Notes from a newcomer
Marion reminds us, at the time of our D Day celebrations of another nabd of heroes - survivors of the City of Benares
The ancient Chinese curse 'May you live in interesting times' comes to mind when I think of my parents' generation. Born in the aftermath of the First World War, they grew up in the Depression then, as young men and women, barely out of their teens, were called on to combat the threat of Nazism.
They are now in their 80s and soon there were will be very few of them left to give us a first-hand account of how it felt to crouch, petrified, in the silent eternity after the buzz of a V1 bomb ceased and the moment it reached its deadly destination. Or what it was like to scramble up a Normandy beach with mines exploding all around and with no choice but to leave your injured comrades to die. The anniversary of the D-Day landings earlier this summer was a poignant reminder of how our destiny hangs on when and where we are born.

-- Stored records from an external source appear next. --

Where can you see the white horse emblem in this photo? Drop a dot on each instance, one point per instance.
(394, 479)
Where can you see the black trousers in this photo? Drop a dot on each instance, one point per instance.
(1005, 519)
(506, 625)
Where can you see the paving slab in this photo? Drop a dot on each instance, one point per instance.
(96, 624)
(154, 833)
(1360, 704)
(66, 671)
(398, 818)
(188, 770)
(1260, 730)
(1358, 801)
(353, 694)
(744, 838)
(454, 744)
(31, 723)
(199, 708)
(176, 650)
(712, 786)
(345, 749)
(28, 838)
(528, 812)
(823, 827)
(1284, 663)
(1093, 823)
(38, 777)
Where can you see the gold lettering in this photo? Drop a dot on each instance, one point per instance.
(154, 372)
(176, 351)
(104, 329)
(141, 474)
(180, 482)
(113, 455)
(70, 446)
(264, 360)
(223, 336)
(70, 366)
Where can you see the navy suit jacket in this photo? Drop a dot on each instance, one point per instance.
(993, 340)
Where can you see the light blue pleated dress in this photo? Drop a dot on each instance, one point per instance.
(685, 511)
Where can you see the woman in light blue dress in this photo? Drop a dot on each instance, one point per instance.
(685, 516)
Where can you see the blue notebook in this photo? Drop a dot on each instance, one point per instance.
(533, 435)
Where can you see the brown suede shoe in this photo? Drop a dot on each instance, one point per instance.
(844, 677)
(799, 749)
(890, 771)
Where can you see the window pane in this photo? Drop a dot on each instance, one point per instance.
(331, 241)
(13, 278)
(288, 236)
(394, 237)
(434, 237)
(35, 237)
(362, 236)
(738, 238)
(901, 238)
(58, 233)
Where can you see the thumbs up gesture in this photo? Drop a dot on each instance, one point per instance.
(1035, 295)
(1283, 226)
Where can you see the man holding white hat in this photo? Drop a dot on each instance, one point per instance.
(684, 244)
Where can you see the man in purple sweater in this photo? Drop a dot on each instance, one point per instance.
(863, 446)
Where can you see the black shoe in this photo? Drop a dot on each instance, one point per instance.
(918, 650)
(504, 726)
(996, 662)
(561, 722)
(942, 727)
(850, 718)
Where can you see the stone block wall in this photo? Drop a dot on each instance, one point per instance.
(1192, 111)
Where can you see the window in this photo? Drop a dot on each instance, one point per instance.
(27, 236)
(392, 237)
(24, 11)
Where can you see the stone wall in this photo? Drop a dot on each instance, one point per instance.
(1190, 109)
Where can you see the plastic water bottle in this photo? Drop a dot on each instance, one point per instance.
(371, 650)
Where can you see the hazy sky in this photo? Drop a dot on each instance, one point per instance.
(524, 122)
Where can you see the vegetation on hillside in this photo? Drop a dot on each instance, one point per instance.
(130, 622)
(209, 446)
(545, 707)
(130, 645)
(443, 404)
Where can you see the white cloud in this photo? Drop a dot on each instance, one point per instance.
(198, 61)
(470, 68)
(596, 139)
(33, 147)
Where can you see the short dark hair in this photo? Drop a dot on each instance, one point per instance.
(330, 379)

Next month sees the anniversary of a less well-known wartime tragedy - the sinking of the luxury liner, the City of Benares. Having sailed from Liverpool on the fateful date of Friday 13 September 1940, the ship was torpedoed by a German U-boat three days later. On board were 90 children who were being evacuated under a government scheme to take them to safety in Canada.
The torpedo hit the ship close to where the children's cabins were located so many of them died instantly. Some of the youngsters made it to the lifeboats but an Atlantic gale was blowing and they were drowned when the boats capsized in the stormy sea. Miraculously, 13 of the children survived and most of them are still alive today.
One of them, Ken Sparks, was born in London but moved to Norfolk in the 1960s. By a great stroke of luck, 13-year-old Ken never reached his own lifeboat but was pulled into another one that he happened to be passing. There were six other boys on the boat as well as a priest, a Polish passenger and Miss Mary Cornish, a music teacher who had been travelling as one of the evacuees' adult escorts.
It was eight days before the lifeboat was eventually spotted by the navigator of a Sunderland flying boat. Miss Cornish, who was later awarded for her bravery, constantly massaged their limbs to keep the circulation going and the Polish man, who spoke little English, ensured they were fed. In an interview, Ken told the EDP: "Once a day, we were given a ship's biscuit, a piece of tinned peach and a sip of water. Sometimes we had some juice with the peach."
After being picked up by the British destroyer, HMS Anthony, the survivors were taken to Greenock in Scotland. They were carried ashore and taken to a hotel where they had hot baths before going to bed. But Ken recalls that they were unable to sleep because it was too comfortable after the rigours of the lifeboat.
The Benares survivors have always stayed in close touch with one another over the years. Like the D-Day veterans, they are haunted by the memory of their companions who perished - the ones who did not have the chance to get married, become parents, and enjoy a humdrum life in 'uninteresting' times.